Figure 5.. Structural analysis of the EHL domain of Lots.

(A) Typical EHL fold architecture of the LOT DUB family. (B) Structure of the EHL domain of the LOT DUB family. The EHL domain of the LOT DUB family shared roof-like folding. (C) Structural comparison of LotA OTU1 crystal structure (cyan) and LotA OTU1 AlphaFold prediction (pink). The OTU domain of two structures is superimposed, and relative orientation of the EHL domain to the OTU domain is presented. (D) Close-up view of hinge region of LotA OTU1. Four amino acids (residues 190–193) in the hinge region between EHL and OTU domains are shown as a stick model. (E) DUB assay against K6-linked diubiquitin with wild-type and the hinge mutants of LotA OTU. Source data are available for this figure.

Figure 6.. Catalytic triad of the LOT DUB family.
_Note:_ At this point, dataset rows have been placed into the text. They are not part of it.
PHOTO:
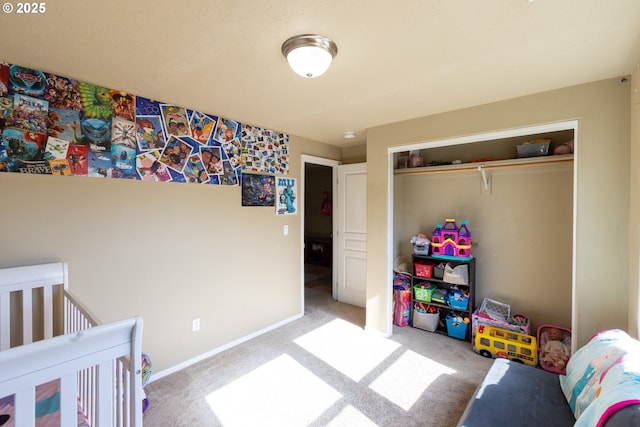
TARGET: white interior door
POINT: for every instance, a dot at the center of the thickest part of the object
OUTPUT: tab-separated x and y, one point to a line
352	234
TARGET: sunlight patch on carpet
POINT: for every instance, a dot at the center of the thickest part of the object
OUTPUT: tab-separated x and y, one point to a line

(A) Close-up views of the LotA OTU1, LotA OTU2, LotB (6KS5), LotC (7BU0), LotD, and A20 OTU (2VFJ) catalytic sites. Catalytic triads are highlighted as a stick model. Schematic representation of the order of catalytic triads is also presented. (B) Close-up views of the wMel OTU (6W9R) and hOTUB1 (2ZFY) catalytic sites. Catalytic triads are highlighted as a stick model. Schematic representation of the order of catalytic triads is also presented. (C, D, E, F, G) Diubiquitin or polyubiquitin cleavage assay by the LOT DUB family to define catalytic triad residues. (C, D, E, F, G) LotA-OTU1, (D) LotA-OTU2, (E) LotB, (F) LotC, and (G) LotD. The catalytic activity of the LOT DUB family WT and their mutants was tested. Reactions were quenched at the indicated time-points and resolved by SDS–PAGE with silver staining, respectively. Source data are available for this figure.
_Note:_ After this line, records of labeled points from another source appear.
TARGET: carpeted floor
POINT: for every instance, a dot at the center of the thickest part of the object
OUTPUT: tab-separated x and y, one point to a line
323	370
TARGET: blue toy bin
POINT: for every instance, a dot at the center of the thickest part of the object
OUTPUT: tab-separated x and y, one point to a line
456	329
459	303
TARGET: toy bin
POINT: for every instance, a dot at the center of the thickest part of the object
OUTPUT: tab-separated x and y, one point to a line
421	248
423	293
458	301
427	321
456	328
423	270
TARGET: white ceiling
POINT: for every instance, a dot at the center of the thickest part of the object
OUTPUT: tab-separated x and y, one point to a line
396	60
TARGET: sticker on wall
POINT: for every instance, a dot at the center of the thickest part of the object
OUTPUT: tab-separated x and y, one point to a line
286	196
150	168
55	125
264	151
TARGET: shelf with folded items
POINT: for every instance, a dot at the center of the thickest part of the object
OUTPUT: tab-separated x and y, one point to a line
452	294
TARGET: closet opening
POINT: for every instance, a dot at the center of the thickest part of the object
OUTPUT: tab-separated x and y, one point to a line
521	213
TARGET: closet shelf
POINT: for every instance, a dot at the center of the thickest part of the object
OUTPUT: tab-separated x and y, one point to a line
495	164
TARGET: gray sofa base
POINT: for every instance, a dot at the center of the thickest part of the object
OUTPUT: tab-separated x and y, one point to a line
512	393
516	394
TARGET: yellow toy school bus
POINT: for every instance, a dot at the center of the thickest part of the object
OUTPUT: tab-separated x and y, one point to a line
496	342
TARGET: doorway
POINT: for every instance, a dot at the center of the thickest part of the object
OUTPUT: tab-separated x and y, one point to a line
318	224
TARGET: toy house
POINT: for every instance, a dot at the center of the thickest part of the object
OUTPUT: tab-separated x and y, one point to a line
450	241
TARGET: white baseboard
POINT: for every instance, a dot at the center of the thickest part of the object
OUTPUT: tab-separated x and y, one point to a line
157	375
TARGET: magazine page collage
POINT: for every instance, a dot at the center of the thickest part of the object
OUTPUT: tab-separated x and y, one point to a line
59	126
Figure S5.. Deubiquitinase activities of LotD.

Diubiquitin panel cleavage assay by WT LotD and catalytic triad residues (C13S, H256A, and D6A) of LotD against eight diubiquitin linkages. Reactions were quenched at the indicated time-points and analyzed on SDS–PAGE with silver staining. Source data are available for this figure.
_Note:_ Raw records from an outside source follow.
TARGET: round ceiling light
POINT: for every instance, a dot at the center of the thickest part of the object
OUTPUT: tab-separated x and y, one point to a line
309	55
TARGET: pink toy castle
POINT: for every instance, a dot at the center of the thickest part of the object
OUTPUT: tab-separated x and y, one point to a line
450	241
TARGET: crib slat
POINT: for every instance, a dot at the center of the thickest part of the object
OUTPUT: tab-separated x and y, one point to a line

Figure S6.. S1 ubiquitin-binding site of the LOT DUB family.

(A) Structural overlay of LotA OTU1 (cyan), LotA OTU2 (7F9X, orange), LotB (6KS5, gray), and LotC (7BU0, pink). Structures were aligned by their core OTU domains. Three VRs are highlighted in pink, and CR is colored in green. (B) The EHL domain of LotA OTU1 (blue), LotA OTU2 (7F9X, orange), LotB (6KS5, gray), and LotC (7BU0, pink). VR1 for the LOT DUB family is concentrated in a helical loop region C-terminal to the EHL core helix. (C) Close-up views of the VRs and CR of LotB (6KS5). Three VRs (pink) and CR (green) residues are represented as a stick model, and experimentally validated residues are highlighted in red color. (D) Close-up views of the VRs and CR of LotC (7BU0). Three VRs (pink) and CR (green) residues are represented as a stick model, and experimentally validated residues are highlighted in red color. (E) Close-up views of the VRs and CR of LotA OTU2 (7F9X). Three VRs (pink) and CR (green) residues are represented as a stick model, and experimentally validated residues are highlighted in red color.

Figure 7.. S1 ubiquitin-binding site of LotA OTU1.

(A) Cartoon representation of LotA OTU1. The constant region (CR, green) and three variable regions (VRs, pink) are the parts of the S1 ubiquitin-binding site. The EHL domain contains the VR1 region of the LOT DUB family. (B) Close-up views of the VRs and CR of LotA OTU1. Three VRs (pink) and CR (green) residues are represented as a stick model, and experimentally identified residues are highlighted in red color. (C) K6-linked diubiquitin cleavage assay by LotA OTU1 WT and its mutants or deletion of VRs (VR1, VR2, and VR3) in LotA OTU1. Reactions were quenched at the indicated time-points and resolved by SDS–PAGE with silver staining. (D) Polyubiquitin cleavage assay by LotA OTU1_OTU2 WT and VR1 mutants of LotA OTU1 as labeled. (D, E) Quantification of remaining K48-linked tetraubiquitin chains shown in (D). Data are presented as the mean ± S.D (n = 3, * 0.01 < P < 0.05 and ** 0.001 < P < 0.01). (F) Gel-based K48-linked polyubiquitin cleavage assay by LotA OTU1_OTU2 WT and VR1 deletion of LotA (residues 125–131) mutant of LotA OTU1_OTU2. Source data are available for this figure.